I created a routine and a safe zone that helped me to contain whatever came up. I scheduled time for each writing session, much like schedule therapy appointments. I had soothing aromatherapy going, a cup of tea, a cozy blanket, and a fur-baby at my side. I aimed to spend 45-60 minutes on each session and do two sessions a week.
It took me about 7 hours to write out my initial trauma account incorporating as many relevant memories as I could come up with. Each writing session was exhausting. I would begin with a few sentences capturing what was happening at that moment with my thoughts, emotions, and body, and then I would take up where I left off at the end of the last session.
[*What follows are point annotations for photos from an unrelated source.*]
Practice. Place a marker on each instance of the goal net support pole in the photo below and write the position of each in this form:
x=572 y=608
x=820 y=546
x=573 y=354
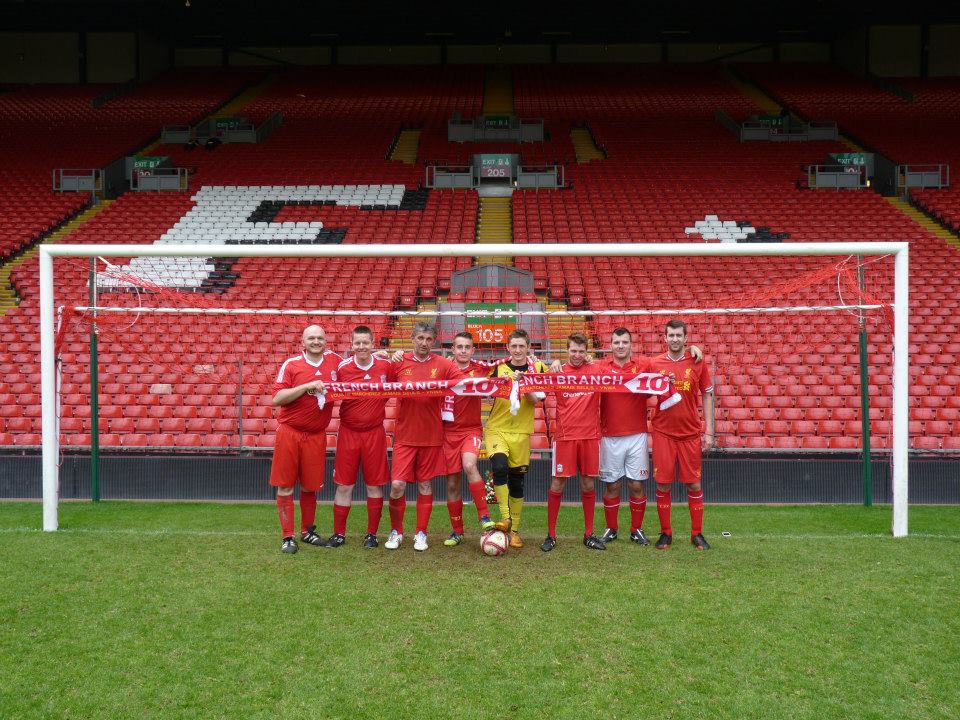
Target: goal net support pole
x=900 y=251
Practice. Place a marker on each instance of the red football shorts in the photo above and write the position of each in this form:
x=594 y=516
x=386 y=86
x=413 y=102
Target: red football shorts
x=669 y=452
x=456 y=443
x=298 y=457
x=415 y=463
x=356 y=449
x=568 y=455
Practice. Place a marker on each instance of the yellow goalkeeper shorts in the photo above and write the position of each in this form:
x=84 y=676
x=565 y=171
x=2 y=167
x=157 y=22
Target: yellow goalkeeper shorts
x=516 y=446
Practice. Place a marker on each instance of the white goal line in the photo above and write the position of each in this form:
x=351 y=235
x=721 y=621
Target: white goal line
x=471 y=313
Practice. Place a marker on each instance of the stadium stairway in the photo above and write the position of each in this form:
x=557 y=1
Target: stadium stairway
x=406 y=147
x=498 y=92
x=925 y=221
x=8 y=298
x=584 y=145
x=245 y=97
x=753 y=92
x=230 y=108
x=772 y=106
x=403 y=326
x=495 y=225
At the end of a session I'd write a few sentences saying where I was at, and in particular what my body was doing.
More recent memories were harder to work through, which is likely because the older memories I'd had a longer amount of time to at least partially process. It was also more difficult to remember details from a period of time when my depression was quite bad.
Especially once I made it to the second account, I noticed that I started to be able to tease apart individual emotions that had been too tangled up in the big picture before to separate out. One that really stood out was a feeling of worthlessness. Once I realized that, I was able to begin working on that belief.
Staring my trauma directly in the face was hard, because of course the natural inclination is to run the other way. However, going through that really difficult process helped me to take a huge step forward in my own healing. The memories are still unpleasant, but there's not the sense of immediacy and pain that had previously been associated with them.
I don't think doing a trauma account alone would be a good match for someone with PTSD, but in my cause of trauma without PTSD it was a really powerful experience.